Echo provides a fast way for the system to recover when a server crashes by 
replicating the token directory of each server on a backup server. This approach is 
natural for Echo because (as mentioned in Section 1), Echo already uses replicated 
servers for high availability. Server replication in Echo uses a primary/backup 
scheme; at any given moment, one server is the primary for a given set of disks, 
and all requests from clerks are directed to it. A backup server takes over if the 
primary crashes. The backup has a path to at least one replica of the data that can 
function even when the primary is down. Token replication is easy to add on top 
of this base. Whenever a clerk asks the primary for a token, the primary makes a 
nested remote procedure call to the backup, which records the token in its copy of 
the directory; only when this call returns does the primary return the token to the 
clerk. Both the primary and backup keep their token directories in main memory, 
not on disk, so they are fast to access. 

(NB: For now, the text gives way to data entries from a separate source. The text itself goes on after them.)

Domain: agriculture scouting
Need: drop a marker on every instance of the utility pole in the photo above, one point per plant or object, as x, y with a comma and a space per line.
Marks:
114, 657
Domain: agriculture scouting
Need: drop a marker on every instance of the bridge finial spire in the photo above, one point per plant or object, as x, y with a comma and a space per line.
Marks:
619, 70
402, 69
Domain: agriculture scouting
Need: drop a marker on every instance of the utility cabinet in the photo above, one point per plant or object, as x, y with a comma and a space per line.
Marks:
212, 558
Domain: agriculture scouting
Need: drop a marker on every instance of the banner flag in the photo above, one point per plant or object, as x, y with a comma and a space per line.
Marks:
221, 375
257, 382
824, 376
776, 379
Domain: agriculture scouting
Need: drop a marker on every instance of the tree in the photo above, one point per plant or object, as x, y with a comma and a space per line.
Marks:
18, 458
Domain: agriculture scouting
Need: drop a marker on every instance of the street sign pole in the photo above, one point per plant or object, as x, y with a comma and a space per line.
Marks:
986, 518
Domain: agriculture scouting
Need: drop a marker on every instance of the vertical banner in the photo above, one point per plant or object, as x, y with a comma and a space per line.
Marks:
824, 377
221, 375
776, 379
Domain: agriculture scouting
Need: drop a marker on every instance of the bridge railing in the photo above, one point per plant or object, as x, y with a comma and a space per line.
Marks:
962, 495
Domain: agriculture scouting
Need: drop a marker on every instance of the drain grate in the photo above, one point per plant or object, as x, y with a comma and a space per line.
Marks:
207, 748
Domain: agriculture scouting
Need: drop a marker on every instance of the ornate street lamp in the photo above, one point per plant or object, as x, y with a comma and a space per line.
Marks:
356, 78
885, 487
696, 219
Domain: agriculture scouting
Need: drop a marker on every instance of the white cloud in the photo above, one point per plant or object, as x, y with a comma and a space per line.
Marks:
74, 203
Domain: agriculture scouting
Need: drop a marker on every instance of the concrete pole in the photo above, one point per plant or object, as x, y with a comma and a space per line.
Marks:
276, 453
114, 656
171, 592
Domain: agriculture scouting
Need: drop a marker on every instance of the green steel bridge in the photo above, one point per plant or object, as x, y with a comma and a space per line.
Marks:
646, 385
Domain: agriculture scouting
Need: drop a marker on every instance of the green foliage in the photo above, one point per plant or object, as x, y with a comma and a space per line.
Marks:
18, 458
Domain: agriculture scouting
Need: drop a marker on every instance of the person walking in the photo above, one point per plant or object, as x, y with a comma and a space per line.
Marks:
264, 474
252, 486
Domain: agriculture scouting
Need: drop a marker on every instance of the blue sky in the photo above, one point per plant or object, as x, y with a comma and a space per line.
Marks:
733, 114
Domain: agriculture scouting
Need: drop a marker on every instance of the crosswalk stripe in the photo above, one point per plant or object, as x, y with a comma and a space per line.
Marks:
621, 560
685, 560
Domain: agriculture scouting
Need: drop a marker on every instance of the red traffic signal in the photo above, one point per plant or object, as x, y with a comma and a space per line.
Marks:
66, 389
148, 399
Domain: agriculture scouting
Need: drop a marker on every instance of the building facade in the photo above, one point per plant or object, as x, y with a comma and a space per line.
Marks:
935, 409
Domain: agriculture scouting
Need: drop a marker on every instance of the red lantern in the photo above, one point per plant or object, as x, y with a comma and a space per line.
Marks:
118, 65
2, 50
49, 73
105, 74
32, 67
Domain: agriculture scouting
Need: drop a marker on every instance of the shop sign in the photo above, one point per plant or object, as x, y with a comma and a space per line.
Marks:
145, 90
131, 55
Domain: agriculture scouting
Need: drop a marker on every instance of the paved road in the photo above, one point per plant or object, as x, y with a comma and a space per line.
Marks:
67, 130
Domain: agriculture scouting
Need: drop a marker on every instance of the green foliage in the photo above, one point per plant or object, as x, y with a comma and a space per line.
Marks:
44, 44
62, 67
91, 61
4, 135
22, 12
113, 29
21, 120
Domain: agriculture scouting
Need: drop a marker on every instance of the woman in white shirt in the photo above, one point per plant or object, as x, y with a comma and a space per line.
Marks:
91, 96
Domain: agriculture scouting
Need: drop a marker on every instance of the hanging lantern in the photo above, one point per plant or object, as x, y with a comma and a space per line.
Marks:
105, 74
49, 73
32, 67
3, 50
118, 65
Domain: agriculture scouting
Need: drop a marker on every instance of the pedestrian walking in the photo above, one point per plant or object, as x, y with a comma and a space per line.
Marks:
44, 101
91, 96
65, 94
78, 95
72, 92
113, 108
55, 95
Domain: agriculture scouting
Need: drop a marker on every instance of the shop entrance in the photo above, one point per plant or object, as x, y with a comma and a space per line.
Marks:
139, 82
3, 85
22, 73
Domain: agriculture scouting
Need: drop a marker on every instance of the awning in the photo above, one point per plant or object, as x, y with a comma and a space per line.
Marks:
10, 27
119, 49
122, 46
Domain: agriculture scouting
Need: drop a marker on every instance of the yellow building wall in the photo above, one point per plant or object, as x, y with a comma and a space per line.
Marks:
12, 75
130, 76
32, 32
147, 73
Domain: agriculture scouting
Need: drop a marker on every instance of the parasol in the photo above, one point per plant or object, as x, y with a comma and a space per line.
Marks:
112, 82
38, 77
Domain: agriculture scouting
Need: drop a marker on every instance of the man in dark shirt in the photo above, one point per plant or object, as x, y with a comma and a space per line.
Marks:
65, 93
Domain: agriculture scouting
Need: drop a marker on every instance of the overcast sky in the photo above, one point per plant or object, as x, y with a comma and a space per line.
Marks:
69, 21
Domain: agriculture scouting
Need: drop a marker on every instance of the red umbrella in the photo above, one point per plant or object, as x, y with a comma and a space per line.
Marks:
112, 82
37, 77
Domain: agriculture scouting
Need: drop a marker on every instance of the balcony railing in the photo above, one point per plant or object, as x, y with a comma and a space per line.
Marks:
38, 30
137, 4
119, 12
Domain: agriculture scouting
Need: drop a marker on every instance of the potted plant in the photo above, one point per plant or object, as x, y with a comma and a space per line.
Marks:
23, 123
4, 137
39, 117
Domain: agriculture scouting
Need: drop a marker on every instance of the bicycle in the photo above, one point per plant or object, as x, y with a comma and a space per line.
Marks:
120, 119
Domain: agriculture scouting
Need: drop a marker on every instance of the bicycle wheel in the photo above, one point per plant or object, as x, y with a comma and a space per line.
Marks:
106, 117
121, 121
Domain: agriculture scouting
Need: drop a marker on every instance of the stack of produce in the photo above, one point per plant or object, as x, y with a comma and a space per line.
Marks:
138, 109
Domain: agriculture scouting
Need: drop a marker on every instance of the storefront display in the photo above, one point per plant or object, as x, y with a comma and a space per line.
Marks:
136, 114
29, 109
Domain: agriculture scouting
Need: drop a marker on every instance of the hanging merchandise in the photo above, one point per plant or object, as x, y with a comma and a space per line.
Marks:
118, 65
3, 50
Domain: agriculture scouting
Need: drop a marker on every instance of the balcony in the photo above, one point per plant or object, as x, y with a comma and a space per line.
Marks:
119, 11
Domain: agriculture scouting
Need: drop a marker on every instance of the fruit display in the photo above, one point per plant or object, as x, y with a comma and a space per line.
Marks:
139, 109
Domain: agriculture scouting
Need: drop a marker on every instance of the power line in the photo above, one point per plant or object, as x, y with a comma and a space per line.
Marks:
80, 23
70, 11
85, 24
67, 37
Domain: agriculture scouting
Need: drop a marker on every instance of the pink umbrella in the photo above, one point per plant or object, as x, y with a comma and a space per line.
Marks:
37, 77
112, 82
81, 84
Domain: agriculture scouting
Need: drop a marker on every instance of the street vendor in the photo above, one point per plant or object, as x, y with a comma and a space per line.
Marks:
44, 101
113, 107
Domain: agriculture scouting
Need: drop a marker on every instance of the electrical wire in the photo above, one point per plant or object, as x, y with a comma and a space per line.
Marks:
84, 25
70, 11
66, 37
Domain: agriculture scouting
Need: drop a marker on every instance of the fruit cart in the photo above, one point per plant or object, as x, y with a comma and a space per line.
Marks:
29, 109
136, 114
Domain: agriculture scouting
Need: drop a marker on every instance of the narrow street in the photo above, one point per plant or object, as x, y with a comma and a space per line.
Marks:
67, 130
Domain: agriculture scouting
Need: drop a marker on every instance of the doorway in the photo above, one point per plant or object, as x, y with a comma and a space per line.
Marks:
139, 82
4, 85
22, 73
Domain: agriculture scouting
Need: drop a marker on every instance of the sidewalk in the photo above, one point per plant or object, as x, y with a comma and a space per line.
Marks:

One alternative to this scheme would be for the primary server to record the 
token directory on its (possibly replicated) disk. The main advantage of this 
alternative is that the token database is not lost even if both servers crash. We did 
not find this advantage compelling, since it is much slower to write the tokens to 
disk than to record them in memory on two servers. Another apparent advantage 
of writing tokens to disk is that it does not require two servers, so it works even 
when servers are not replicated. But token replication does not require the backup 
server to be a dedicated machine or to have access to a disk, so there is little cost in 
configuring a backup server for use only by the token machinery. 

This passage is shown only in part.